Bauru

Política

Ação popular pede a paralisação imediata de obras na Praça Portugal

Advogado questiona isonomia e transparência na decisão da prefeitura, além dos impactos gerados pelo corte de 51 árvores

por Tânia Morbi

15/09/2021 - 05h00

Malavolta Jr.

Trânsito na região das obras na Praça Portugal

Uma ação popular, que tramita desde esta terça-feira (14) na 1.ª Vara da Fazenda Pública de Bauru, pede a paralisação imediata das intervenções que vêm sendo realizadas na Praça Portugal desde a última quarta-feira (8). O corte de 51 árvores do local (foram suprimidas 44 inicialmente e, depois, mais sete) para início das obras de construção do novo sistema viário na região tem gerado polêmica na cidade. A ação contém pedido de tutela de urgência e está sob análise da juíza Ana Lúcia Graça Lima Aiello.

Autor da ação, o advogado Edilson Rodrigo Nogueira Marciano afirma que não é ligado a causas ambientais e que sua iniciativa foi pautada por questões legais, como o princípio da isonomia - um dos que regem a administração pública -, além dos impactos ambientais e sociais que podem ter ocorrido em razão da intervenção na praça cinquentenária. Tanto que o autor avalia ingressar com novo processo questionando a legalidade da ação do Executivo municipal, por não ter submetido a decisão à aprovação do Legislativo, uma vez que a criação da Praça Portugal foi concebida por lei municipal.

"A gente vê uma completa falta de isonomia em como a prefeitura age com relação aos munícipes quando eles têm a necessidade de fazer a extração, supressão ou poda de uma árvore, e como agiu em relação às árvores da Praça Portugal.
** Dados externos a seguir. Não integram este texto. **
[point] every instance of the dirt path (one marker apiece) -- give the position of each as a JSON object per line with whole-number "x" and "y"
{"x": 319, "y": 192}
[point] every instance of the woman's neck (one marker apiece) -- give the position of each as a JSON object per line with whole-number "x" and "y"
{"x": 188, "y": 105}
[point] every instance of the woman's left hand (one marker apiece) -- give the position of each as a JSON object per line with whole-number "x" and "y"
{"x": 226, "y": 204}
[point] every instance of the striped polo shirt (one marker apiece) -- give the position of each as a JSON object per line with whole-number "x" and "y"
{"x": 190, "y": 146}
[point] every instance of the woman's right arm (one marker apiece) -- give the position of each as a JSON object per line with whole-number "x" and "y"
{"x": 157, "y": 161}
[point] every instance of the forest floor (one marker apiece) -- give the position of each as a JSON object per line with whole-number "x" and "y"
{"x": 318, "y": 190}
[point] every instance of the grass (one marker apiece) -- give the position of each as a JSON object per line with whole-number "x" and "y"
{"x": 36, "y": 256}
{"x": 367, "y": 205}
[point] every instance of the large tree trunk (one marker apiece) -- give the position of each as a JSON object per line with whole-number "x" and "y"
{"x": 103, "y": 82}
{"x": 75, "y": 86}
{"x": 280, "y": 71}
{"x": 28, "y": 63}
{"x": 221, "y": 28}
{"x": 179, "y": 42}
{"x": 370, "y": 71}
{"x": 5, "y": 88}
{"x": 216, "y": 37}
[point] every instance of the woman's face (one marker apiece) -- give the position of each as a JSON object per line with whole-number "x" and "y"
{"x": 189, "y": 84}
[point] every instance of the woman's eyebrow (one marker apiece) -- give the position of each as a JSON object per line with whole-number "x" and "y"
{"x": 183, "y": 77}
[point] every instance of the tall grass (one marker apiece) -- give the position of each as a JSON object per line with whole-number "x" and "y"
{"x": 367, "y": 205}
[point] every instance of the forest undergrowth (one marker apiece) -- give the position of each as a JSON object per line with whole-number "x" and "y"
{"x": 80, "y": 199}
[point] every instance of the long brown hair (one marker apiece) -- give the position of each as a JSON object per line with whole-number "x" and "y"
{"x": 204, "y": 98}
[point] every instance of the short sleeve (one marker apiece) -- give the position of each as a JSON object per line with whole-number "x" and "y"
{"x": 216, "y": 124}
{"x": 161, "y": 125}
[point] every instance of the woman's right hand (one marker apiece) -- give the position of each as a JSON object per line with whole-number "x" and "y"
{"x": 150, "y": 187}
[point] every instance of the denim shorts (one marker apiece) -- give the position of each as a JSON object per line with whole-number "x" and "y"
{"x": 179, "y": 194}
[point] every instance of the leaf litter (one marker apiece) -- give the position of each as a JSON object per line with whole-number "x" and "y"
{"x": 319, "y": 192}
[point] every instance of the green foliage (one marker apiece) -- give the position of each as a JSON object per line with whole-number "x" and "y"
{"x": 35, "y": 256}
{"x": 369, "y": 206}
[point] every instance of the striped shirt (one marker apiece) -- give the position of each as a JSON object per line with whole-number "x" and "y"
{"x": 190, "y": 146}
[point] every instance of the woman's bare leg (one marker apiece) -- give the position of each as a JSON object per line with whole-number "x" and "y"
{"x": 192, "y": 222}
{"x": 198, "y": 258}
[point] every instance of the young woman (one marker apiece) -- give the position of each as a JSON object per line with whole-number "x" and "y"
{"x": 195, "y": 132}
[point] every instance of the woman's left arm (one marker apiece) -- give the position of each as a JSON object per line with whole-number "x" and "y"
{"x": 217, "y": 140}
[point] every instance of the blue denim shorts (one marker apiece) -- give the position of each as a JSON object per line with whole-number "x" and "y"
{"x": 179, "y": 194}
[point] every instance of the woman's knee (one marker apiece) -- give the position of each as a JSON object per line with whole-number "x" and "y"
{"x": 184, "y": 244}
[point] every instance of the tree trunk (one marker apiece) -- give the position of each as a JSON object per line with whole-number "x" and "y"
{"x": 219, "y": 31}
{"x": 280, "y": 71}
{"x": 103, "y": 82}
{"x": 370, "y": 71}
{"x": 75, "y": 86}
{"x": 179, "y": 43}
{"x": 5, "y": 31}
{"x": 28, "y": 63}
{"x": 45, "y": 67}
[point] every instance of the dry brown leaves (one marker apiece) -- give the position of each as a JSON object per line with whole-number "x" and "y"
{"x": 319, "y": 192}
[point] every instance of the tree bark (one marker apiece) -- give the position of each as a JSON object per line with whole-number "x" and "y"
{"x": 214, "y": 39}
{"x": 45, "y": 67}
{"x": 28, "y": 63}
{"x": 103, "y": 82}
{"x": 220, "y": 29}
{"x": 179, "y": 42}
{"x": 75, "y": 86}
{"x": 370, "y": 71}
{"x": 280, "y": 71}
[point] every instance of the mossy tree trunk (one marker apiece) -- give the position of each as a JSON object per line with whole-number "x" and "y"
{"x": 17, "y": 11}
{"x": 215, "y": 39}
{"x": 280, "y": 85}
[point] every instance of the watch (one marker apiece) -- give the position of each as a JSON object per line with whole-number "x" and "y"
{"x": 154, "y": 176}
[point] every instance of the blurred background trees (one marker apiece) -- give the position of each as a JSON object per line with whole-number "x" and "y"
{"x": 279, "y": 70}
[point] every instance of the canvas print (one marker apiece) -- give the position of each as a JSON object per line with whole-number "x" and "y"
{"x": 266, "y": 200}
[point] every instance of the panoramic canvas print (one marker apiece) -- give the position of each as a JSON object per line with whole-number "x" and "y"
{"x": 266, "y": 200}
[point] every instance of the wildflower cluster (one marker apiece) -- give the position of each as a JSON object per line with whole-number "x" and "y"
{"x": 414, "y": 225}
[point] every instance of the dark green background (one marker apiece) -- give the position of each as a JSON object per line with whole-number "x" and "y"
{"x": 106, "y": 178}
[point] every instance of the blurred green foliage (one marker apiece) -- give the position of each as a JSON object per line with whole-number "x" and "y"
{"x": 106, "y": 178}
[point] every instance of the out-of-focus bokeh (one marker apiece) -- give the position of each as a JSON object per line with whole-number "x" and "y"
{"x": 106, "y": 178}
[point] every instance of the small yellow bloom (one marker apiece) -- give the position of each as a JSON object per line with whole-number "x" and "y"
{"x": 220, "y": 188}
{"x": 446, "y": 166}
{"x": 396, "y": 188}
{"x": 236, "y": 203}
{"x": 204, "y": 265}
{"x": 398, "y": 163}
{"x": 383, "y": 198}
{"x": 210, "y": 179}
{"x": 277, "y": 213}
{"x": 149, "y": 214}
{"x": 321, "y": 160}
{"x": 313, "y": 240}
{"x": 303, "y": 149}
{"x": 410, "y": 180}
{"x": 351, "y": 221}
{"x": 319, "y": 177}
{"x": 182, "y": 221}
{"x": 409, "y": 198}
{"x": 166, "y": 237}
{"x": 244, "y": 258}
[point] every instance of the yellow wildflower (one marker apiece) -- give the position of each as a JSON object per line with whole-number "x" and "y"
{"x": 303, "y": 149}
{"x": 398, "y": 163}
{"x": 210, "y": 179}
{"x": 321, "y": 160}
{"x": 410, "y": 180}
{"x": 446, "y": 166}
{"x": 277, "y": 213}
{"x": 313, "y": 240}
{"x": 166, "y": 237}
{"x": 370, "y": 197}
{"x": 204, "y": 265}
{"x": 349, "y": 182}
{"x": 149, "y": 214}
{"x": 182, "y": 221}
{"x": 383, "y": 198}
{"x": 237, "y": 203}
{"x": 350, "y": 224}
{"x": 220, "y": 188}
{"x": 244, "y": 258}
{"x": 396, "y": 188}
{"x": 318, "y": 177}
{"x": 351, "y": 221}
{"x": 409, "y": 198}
Sou favorável ao desenvolvimento da cidade, mas este desenvolvimento não pode vir em prejuízo aos espaços públicos que já existem", avaliou.

O pedido da tutela de urgência, segundo ele, é para evitar um prejuízo ainda maior à sociedade com a conclusão das obras.

TRANSPARÊNCIA

Outro questionamento feito é quanto à transparência da decisão, pela não divulgação por parte da prefeitura do Estudo de Impacto Ambiental (EIA) e do Relatório de Impacto Ambiental (Rima), de acordo com o advogado.

Por isso, o anúncio feito pela prefeitura e pela prefeita Suéllen Rosim (Patriota), em suas redes sociais, do plantio de 550 mudas como compensação é insuficiente, na avaliação de Edilson Marciano. "Se observar a nota da prefeitura, ela fala de forma genérica, não tem conhecimento de como vai ser feita a compensação, porque, se tivesse a informação precisa, iria falar. Ela não informou porque não existe. A ação popular existe justamente para isso, para apurar se há algum tipo de irregularidade, porque o prejuízo é irreversível. A gente precisa de mais transparência nas decisões", afirmou.

Edilson avalia que, para além da questão ambiental, a interferência na praça, segundo ele, sem transparência e sem diálogo direto com a população, foi a razão para o grande choque dos munícipes, mesmo a prefeitura alegando que informou aos conselhos municipais. Em sua opinião, a prefeitura deveria ter discutido de forma mais ampla sobre a decisão.

O autor da ação ressaltou que a iniciativa não tem objetivo de se contrapor ao desenvolvimento da cidade, tão pouco empreendimentos feitos na região, porém, questionar a forma como a obra vem sendo tocada pela gestão pública.

TRÂMITES LEGAIS

Em nota, a prefeitura afirma que seguiu todos os trâmites legais para as intervenções na Praça Portugal, que são de contrapartida de um empreendimento naquela região. "As alterações foram discutidas com o Conselho do Município e aprovadas na Secretaria de Planejamento (Seplan) e Secretaria do Meio Ambiente (Semma). As mudanças na praça foram divulgadas ao público no mês passado, por meio de informações repassadas à imprensa e no site oficial da Prefeitura de Bauru", finaliza.